Scatter plots of the atomic population of the corresponding versus canonical tunneling donor (left) and acceptor (right) orbitals of N6a→N6b in base-10 logarithm. The diagonal lines represent the perfect correlation where both the canonical and corresponding MO’s have the same atomic populations on all atoms.

The atomic populations of the tunneling orbitals of the BS ground state of N6a→N6b are visualized in Figure 5. The donor orbital is localized on the donor complex (N6a) with a monotonically (close to exponentially) decaying tail toward the acceptor (N6b). The acceptor orbital is localized on the acceptor (N6b) with the similarly decaying tail to the donor (N6a). The overlap of the tunneling orbitals is calculated as $s_1^{\alpha }=5.0\times {10}^{-5}$. The next smallest overlap is 0.6 and all other overlaps are larger than 0.9, which suggests that core orbitals undergo only minor induced polarizations, maintaining their identities during the electron tunneling. The electronic Frank-Condon factors of all electron transfer processes tabulated in Table 1 are in the range between 0.44 and 0.75. The one tunneling electron approximation thus holds in the electron tunneling of complex I system where the donor and acceptor are multinuclear Fe/S clusters.

Figure 5.

Atomic population of the donor and acceptor tunneling orbitals of the BS ground state of N6→N6b. The atomic populations are indicated by blue-to-red color gradation in base-10 log scale. Hydrogen atoms are not shown to avoid complexity.

Table 1.

Distances, mediator residues, electronic Frank-Condon factor (FC), couplings <T_DA²>, and calculated rates k_ET of ET in Complex I. (C-to-C) and (G-to-G) are center-to-center and gateway-togateway atom distances. The gateway atoms are defined as core atoms of Fe/S clusters which give the largest contribution to the transition. When multiple G-to-G distances exist depending on the BS state pairs, the smallest one, which contributes most to ET, are shown. The mediator residues are the key residue, where majority of the flux passes along the main tunneling path, not including cysteine ligands. For couplings and rates, the numbers without parentheses are for the “dry” protein and the numbers in parentheses are for the protein with structural water included.

Pair	Distance [Å]		Mediator	FC	<TDA2> [cm−2]	kET [s−1]
	C-to-C	G-to-G
N3→N1b	14.0	11.0	3Ala63	0.50	4.6×10−4 (1.1)	1.3× 103 (2.9× 106)
N1b→N4	13.5	10.6	-	0.69	2.3×10−2	6.4 × 104
N4→N5	12.2	8.7	3Val232	0.67	9.8	2.8 × 107
N5→N6a	16.8	14.0	3Pro120	0.75	3.2×10−6 (2.3×10−3)	9.1 (7.3× 103)
N6a→N6b	12.1	9.3	-	0.60	0.98	2.8 × 106
N6b→N2	13.7	10.5	9Ile99	0.44	5.8×10−4 (5.3× 10−2)	1.9 × 104 (1.8× 106)

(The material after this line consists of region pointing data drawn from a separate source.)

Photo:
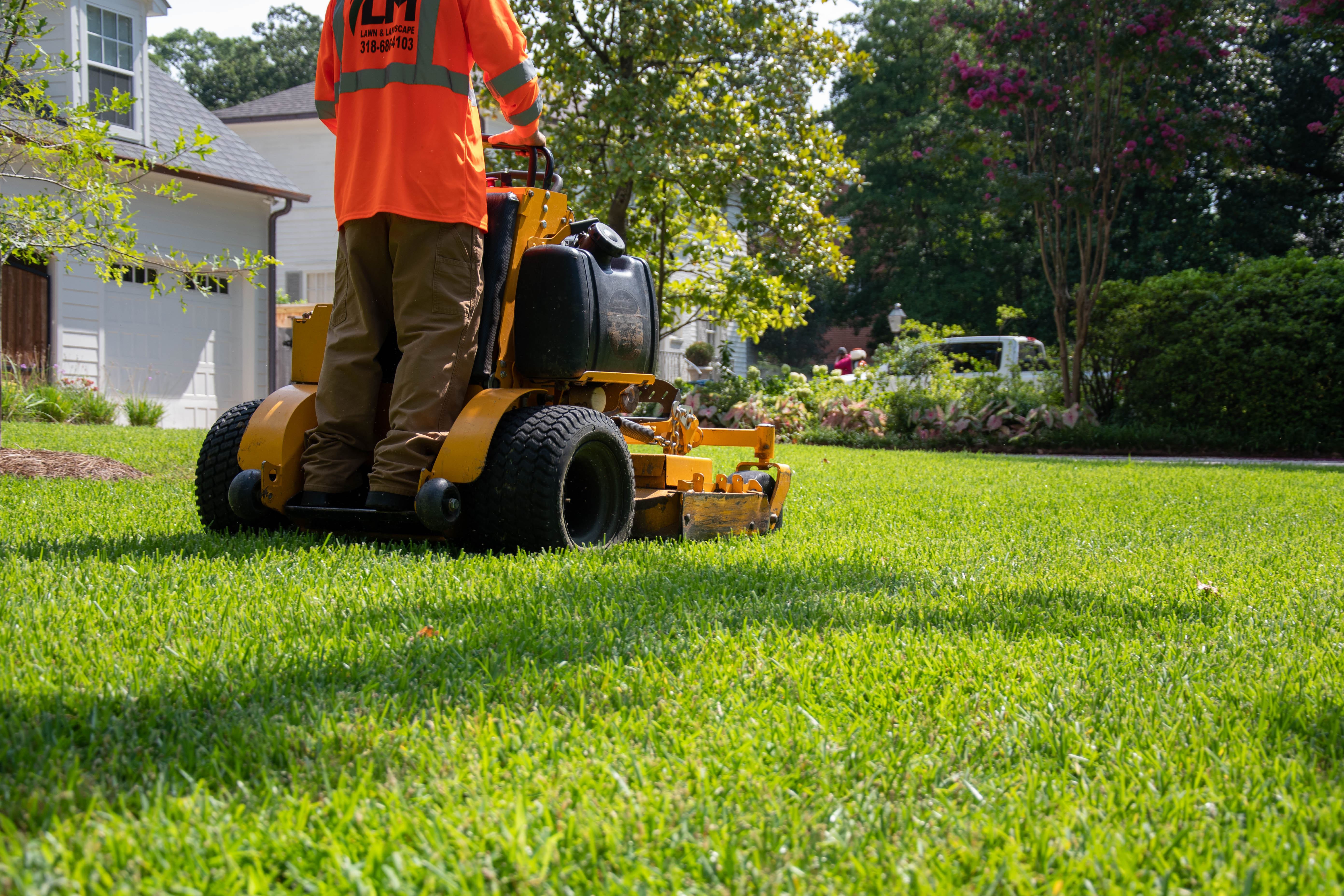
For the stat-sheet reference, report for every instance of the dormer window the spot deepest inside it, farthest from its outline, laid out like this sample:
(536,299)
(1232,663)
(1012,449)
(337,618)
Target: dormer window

A total pruned system containing both donor and acceptor Fe/S clusters can be dissected into three, namely, the donor, acceptor, and the peptide bridge. The peptide bridge contains all peptide residues except for cysteine ligands and Fe/S clusters. The delocalization length of each molecular orbital L_i of the bridge peptides are evaluated by participation ration (PR) ³⁸:

$$L_i=1/\sum _n{\left(\sum _{a\in n}{P}_{ia}^2\right)}^2,$$ (8)

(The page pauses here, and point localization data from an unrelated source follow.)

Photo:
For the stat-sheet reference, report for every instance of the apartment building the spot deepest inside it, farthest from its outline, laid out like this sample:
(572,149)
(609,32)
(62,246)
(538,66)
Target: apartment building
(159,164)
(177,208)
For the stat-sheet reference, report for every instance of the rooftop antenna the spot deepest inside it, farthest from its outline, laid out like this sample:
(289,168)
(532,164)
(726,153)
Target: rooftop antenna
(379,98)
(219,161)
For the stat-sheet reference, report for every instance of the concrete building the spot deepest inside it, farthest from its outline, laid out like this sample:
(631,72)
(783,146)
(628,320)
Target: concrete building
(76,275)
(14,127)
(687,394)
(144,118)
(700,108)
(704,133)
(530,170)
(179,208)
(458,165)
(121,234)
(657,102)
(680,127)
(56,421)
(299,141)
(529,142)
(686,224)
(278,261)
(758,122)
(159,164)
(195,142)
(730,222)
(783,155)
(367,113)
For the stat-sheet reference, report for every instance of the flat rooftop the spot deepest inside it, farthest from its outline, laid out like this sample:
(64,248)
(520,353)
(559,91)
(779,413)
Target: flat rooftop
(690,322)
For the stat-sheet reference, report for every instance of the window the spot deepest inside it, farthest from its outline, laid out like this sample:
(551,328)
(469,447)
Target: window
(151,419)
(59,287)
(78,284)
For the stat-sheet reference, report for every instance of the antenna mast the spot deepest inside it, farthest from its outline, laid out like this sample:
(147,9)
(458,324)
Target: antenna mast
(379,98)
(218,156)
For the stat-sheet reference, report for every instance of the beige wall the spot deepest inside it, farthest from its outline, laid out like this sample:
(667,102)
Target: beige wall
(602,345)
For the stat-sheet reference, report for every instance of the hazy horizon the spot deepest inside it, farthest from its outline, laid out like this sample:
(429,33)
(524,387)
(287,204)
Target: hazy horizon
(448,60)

where n represents the index of protein residues. PR versus orbital energy is shown in Figure 6. The valence (occupied) band is up to the Fermi level of −10~−8 eV and the conduction (unoccupied) band starts at 0eV, which results in 8~10 eV energy gap between the two bands. While the unoccupied orbitals plotted are only the virtual orbitals, which do not necessarily correspond to actual electronic excitations, the calculated energy gap are in reasonable agreement with earlier studies. Occupied orbitals in the energy range −15 ± 3 eV are most delocalized over 9~12 residues. Unoccupied orbitals are less delocalized over 7~9 residues at about +4 eV. The bridges which contain aromatic residues (N5→N6a) have up to 2 eV higher Fermi level due to the aromatic π conjugations.

Figure 6.

The delocalization lengths of the molecular orbitals of the bridge peptide regions versus orbital energies.

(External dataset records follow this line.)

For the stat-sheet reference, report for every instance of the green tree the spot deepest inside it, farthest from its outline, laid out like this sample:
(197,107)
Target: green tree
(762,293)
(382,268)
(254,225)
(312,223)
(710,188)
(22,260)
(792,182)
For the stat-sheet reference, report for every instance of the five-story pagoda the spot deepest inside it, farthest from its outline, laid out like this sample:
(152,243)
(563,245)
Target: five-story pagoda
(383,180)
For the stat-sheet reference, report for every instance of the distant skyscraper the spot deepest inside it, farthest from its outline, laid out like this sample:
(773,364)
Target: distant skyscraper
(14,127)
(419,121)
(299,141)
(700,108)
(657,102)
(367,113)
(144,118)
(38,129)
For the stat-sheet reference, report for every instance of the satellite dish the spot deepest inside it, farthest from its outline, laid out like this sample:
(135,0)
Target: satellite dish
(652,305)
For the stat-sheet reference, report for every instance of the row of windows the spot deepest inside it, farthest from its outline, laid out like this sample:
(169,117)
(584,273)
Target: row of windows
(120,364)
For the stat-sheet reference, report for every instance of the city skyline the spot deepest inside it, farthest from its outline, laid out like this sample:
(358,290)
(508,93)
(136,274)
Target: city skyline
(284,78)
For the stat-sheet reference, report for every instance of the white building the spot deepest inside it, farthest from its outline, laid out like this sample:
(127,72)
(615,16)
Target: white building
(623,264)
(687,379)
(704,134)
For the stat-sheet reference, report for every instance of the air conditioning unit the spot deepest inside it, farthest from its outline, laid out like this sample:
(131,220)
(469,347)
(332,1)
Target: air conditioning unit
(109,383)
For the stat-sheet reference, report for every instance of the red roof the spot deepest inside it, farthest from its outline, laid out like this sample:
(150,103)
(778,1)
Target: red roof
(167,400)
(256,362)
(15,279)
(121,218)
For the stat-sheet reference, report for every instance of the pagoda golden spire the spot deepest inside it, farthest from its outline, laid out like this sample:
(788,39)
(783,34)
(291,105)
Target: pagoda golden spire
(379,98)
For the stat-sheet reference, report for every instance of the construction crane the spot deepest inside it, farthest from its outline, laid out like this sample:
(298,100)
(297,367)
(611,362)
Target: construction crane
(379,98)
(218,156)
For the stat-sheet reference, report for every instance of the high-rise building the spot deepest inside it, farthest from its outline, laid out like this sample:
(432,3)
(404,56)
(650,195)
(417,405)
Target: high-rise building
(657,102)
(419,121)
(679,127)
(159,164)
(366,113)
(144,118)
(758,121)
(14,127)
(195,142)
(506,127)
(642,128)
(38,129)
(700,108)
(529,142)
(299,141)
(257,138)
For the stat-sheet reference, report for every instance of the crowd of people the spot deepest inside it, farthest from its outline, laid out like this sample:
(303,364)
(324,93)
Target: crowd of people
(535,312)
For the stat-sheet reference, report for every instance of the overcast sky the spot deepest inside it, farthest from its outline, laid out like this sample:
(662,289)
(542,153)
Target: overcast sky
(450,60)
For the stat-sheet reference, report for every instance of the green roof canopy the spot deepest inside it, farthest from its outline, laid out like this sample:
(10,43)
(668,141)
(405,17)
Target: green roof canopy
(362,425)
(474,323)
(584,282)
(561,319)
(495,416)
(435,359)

The contributions of the donor, acceptor and bridge fragments to the donor and acceptor corresponding molecular orbitals of N6a→N6b are evaluated by:

$$P_f=\sum _{\nu \in f}{C}_{i\nu }^2/\sum _{\nu }{C}_{i\nu }^2,$$ (9)

where f represents either donor, acceptor or bridge fragment. These contributions are plotted versus the orbital energy in Figure 7. The band gap of ~8 eV between the valence band and the conduction of the peptide bridge are blue shifted to +5 eV compared to the bridge only calculation due to the Coulombic repulsion with the additional 5 negative charges distributed over Fe/S clusters. In the donor electronic state (the initial state), the donor tunneling orbital is mostly localized on the donor with an energy at ~3 eV higher than the bridge valence band in the middle of the band gap together with other occupied d-orbitals of the donor. Similarly, in the acceptor state (the final state), the acceptor tunneling orbital is mainly localized on the acceptor with an energy at ~4 eV higher than the bridge valence band in the middle of the bridge band gap. Due to the increased electron-electron repulsions induced by an additional electron, all donor orbital energies are higher in the donor state and all acceptor energies are higher in the acceptor state. Both donor and acceptor orbitals are in resonance in energy. The result suggests that the tunneling orbitals are off-resonant from all molecular orbitals of the peptide bridge, which supports the direct electron tunneling mechanism between the donor and acceptor Fe/S clusters without any intermediate state involved where the electron is localized on some peptide residue.

Figure 7.

Normalized donor, acceptor and bridge contributions to the corresponding donor and acceptor BS molecular orbitals of N6a→N6b (Eq. (9)). Horizontal axis is orbital energy. The dashed lines represent the tunneling donor and acceptor orbitals in resonance at energy E₀.

By introducing the atomic basis set and the Mulliken type coarse-graining of the tunneling current, the transition flux (Eq. (5)) is expressed in terms of the interatomic currents, which has the following form in this paper ^31,39:

$$J_{ab}=\prod _{i\ne 0}{s}_i^{\alpha }\prod _i{s}_i^{\beta }\sum _{\nu \in a}\sum _{\mu \in b}\left(h_{\nu \mu }-E_0{S}_{\nu \mu }\right)\left(A_{\mu }{D}_{\nu }-D_{\mu }{A}_{\nu }\right).$$ (10)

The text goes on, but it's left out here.